Я пошла прочь, но в дверях остановилась. Я видела все. Врач пытался прижечь бубоны. Сперва огнем, потом едкой кислотой. Не преуспев, попробовал их вырезать, но бубоны глубоко укоренились в мясе. Мать кричала без умолку. И не прекратила, даже когда отец вышвырнул лекаря прочь.
Эти бессловесные крики буравили толстые стены, преследуя нас по комнатам. Я зажимала уши, но напрасно. От этих криков никуда было не деться. Не убежать.
Я слышала их даже в те короткие мгновения, когда ухитрялась заснуть. Мне снились черные птицы.
Матушкин голос, всегда такой нежный и ласковый, сделался низким и хриплым. Она кричала и кричала, точно демон отчаяния и ярости.
Отец пригласил пастора, чтобы мать смогла покаяться в грехах и принять последнее причастие. Пастор держал во рту губку, пропитанную уксусом. Даже не знаю, заметила ли мать его присутствие или нет.
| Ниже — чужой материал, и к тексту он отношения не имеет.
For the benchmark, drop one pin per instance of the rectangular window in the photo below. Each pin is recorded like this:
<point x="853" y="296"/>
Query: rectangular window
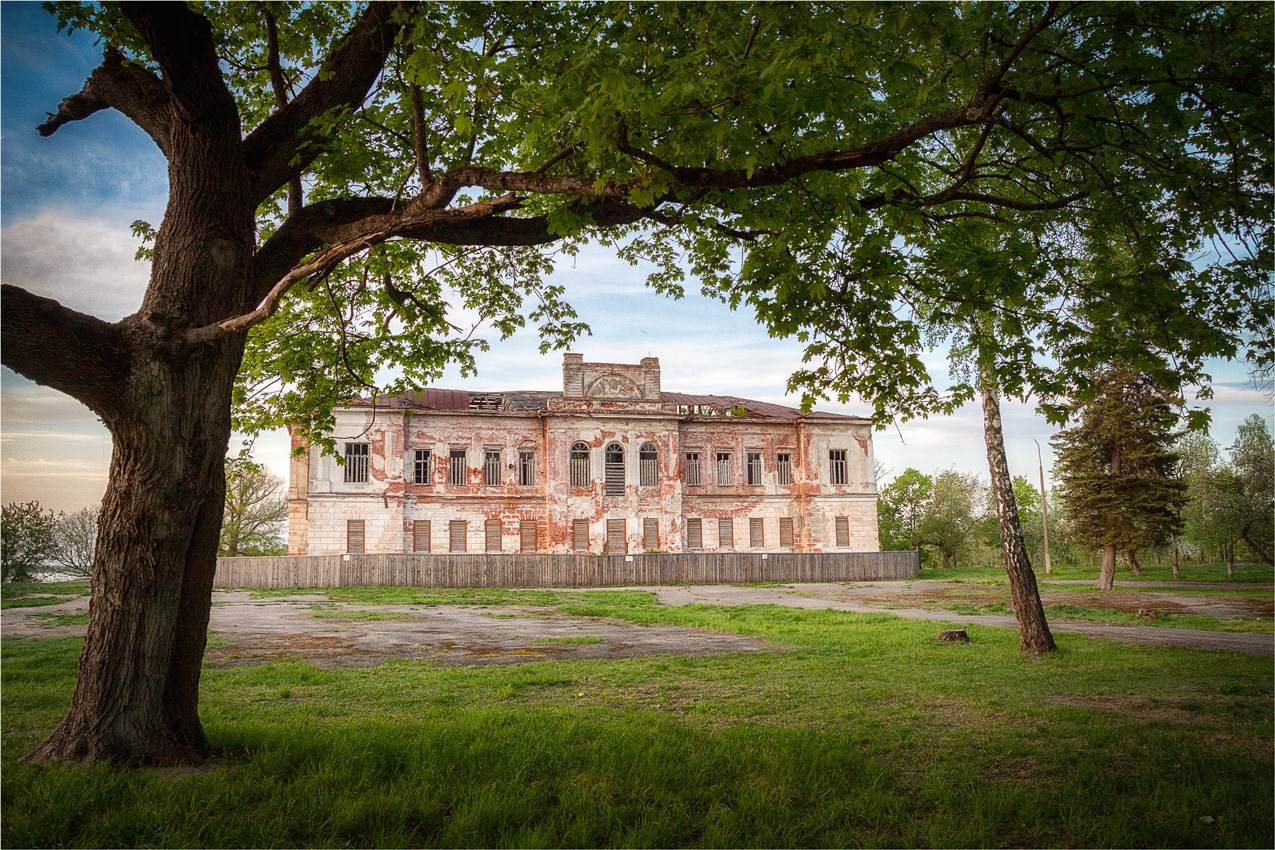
<point x="837" y="467"/>
<point x="786" y="533"/>
<point x="694" y="534"/>
<point x="356" y="463"/>
<point x="756" y="533"/>
<point x="726" y="534"/>
<point x="692" y="468"/>
<point x="843" y="530"/>
<point x="422" y="468"/>
<point x="616" y="537"/>
<point x="355" y="537"/>
<point x="723" y="469"/>
<point x="650" y="534"/>
<point x="457" y="473"/>
<point x="784" y="469"/>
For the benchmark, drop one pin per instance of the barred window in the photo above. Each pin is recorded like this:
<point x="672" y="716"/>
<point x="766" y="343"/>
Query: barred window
<point x="615" y="469"/>
<point x="423" y="467"/>
<point x="356" y="463"/>
<point x="580" y="464"/>
<point x="784" y="468"/>
<point x="837" y="465"/>
<point x="692" y="468"/>
<point x="723" y="469"/>
<point x="457" y="475"/>
<point x="648" y="458"/>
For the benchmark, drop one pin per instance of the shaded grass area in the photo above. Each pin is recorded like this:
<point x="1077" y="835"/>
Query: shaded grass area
<point x="868" y="734"/>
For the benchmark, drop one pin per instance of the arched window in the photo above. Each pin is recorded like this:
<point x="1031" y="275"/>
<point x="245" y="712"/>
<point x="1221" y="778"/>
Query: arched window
<point x="648" y="459"/>
<point x="580" y="464"/>
<point x="615" y="469"/>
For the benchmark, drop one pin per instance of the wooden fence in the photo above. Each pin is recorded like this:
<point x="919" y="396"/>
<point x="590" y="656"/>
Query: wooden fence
<point x="560" y="570"/>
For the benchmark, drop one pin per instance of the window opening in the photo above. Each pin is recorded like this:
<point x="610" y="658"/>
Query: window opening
<point x="580" y="464"/>
<point x="615" y="469"/>
<point x="356" y="463"/>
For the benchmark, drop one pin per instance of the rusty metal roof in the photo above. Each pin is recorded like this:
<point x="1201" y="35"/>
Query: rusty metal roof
<point x="537" y="402"/>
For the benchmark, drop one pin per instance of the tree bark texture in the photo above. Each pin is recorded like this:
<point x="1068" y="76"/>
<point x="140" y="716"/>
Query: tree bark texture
<point x="1034" y="635"/>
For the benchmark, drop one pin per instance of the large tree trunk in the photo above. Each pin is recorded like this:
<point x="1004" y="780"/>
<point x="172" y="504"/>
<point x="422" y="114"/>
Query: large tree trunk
<point x="137" y="698"/>
<point x="1034" y="633"/>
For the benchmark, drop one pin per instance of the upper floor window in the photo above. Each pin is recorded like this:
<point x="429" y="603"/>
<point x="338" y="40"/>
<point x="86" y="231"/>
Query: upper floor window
<point x="422" y="468"/>
<point x="837" y="467"/>
<point x="784" y="468"/>
<point x="648" y="458"/>
<point x="615" y="469"/>
<point x="692" y="468"/>
<point x="457" y="475"/>
<point x="580" y="464"/>
<point x="356" y="463"/>
<point x="724" y="469"/>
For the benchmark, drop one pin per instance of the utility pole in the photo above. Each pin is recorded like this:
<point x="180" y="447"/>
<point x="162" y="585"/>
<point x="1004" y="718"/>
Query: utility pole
<point x="1044" y="512"/>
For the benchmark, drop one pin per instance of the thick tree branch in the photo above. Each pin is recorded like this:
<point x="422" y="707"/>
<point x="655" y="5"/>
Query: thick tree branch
<point x="278" y="149"/>
<point x="125" y="87"/>
<point x="72" y="352"/>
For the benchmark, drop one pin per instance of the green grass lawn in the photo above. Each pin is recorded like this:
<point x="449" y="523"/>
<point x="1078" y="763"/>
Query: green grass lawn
<point x="867" y="733"/>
Должно быть, ее крики заглушили слово Господне.
Под конец эти крики стали проникать в мое тело. Становиться частью меня. Мне казалось, я сойду с ума, и я молила Бога о том, чтобы больше их не слышать.
Настала ночь, и молитвы мои исполнились. И я узнала, что есть нечто пострашнее матушкиных криков.
Наступившая следом за ними тишина».
1 Действие романа происходит на десятый год Великой Северной войны (1700– 1721) между Швецией и Россией. (Здесь и далее прим. пер.)
2 Мортусы — в XIX веке так называли служителей при карантинных учреждениях во время эпидемий. В их обязанности входил в том числе и вывоз тел умерших.